Key observability concepts in Grafana/Prometheus

These concepts together form the foundation of effective monitoring and visualization:

  • Metrics: Metrics are numerical representations of system data that we can measure over time. Examples of common metrics include CPU utilization, memory usage, request counts, and error rates. Prometheus is responsible for collecting and storing these metrics.
  • Time-Series Data: Prometheus stores metrics as time-series data, meaning each metric has a timestamp and a value. This allows for efficient querying of historical data over specified periods. For example, we can track how CPU usage has changed over the past hour, day, or week.
  • Labels: Labels are key-value pairs attached to metrics in Prometheus, providing additional context. Labels allow us to filter, group, and differentiate between instances of metrics. For example, if we are monitoring CPU usage across different servers, we can use labels such as server_name="server1" to identify the source of the metric.
  • Trace: A trace represents the complete journey of a request across a system. Each segment of the journey (from service to service) is called a span. Spans carry information such as the service name, timestamp, duration, and contextual metadata (like HTTP status codes). By aggregating spans, we create a full trace of how a request traveled through the system, providing insight into bottlenecks or failures.
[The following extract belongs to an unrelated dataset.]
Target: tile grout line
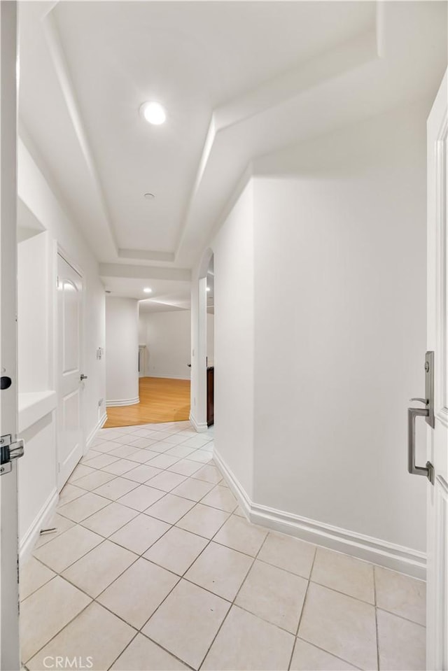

How Grafana and Prometheus interact

  • Data collection: Any service could emit metrics and traces to be digested by Prometheus collector. These data include, but are not limited to CPU usage, memory consumption, request/error rate, throughput, and latency. Typically services these days are instrumented with existing tracing solution such as OpenTelemetry.
  • Data querying: Once metrics and traces are digested by Prometheus, it’s possible to use PromQL, a specialized query language of Prometheus, to retrieve these data and display on graphical use interfaces provided by such platforms as Grafana.
  • Data visualization: One popular tool in Grafana is Dashboard, which allows us to create multiple panels that display metrics digested by Prometheus. Grafana also enables the view of distributed tracing of our entire system, showing spans across different services.

Conclusion

In this post, we introduced the core observability concepts using Grafana, Prometheus, and distributed tracing, including metrics, labels, time-series data, and traces. We also covered how Grafana and Prometheus interact to collect, store, and visualize data. While we are using Grafana and Prometheus as our observability solution, it must be noted that these concepts are not exclusive to these toolings. In the next part of the series, we’ll explore how we implement observability with an example.